Here are 6 areas ripe for improvement, if only we believed:

  1. Life enrichment should be seen as a profit center and not a cost center. Life enrichment is the single most important reason for senior living to exist. It is our value proposition, more than providing care, if only we believed.
  2. Staff turnover can be sub-20% per year. And team members will love coming to work every day. Not only certain charismatic leaders can do this, if only we believed.
  3. Senior living could be as ubiquitously desired as smartphones, tablets, and dining outToday senior living is desired by only a very tiny fraction of the older population, it is desired by only a tiny fraction of senior living leaders, so no wonder. Perhaps the problem is that senior living needs to really be intergenerational living that serves older people, if only we believed.
  4. Senior living operations can be leaner and provide a better product. There was a time in the distant past, where most senior living communities did not have a separate sales department. Sales was done by the executive director and his or her team. There was a time when residents took much more responsibility for entertaining themselves, for creating purposeful lives.
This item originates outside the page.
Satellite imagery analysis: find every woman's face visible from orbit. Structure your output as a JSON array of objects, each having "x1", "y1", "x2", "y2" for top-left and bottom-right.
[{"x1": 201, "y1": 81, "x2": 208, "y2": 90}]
    There will be a time when every senior living community has robots and that those robots will save FTEs and be fun. There is so much more, if only we believed.
  5. Senior living is the answer to healthcare cost containment in North America. Much worse in the US than Canada, but cost creep is a real and dangerous plague on our healthcare systems. With aging populations, it is getting worse every year. In senior living, we can do more for less in a superior environment, if only we believed.
  6. Every senior living community can be at greater than 95% occupancy (even in the time of COVID). There are some organizations and some communities that do believe and they are experiencing unbelievable occupancy levels. There are so many things we could do to make this happen, from better programming to more effective selling and storytelling, if only we believed.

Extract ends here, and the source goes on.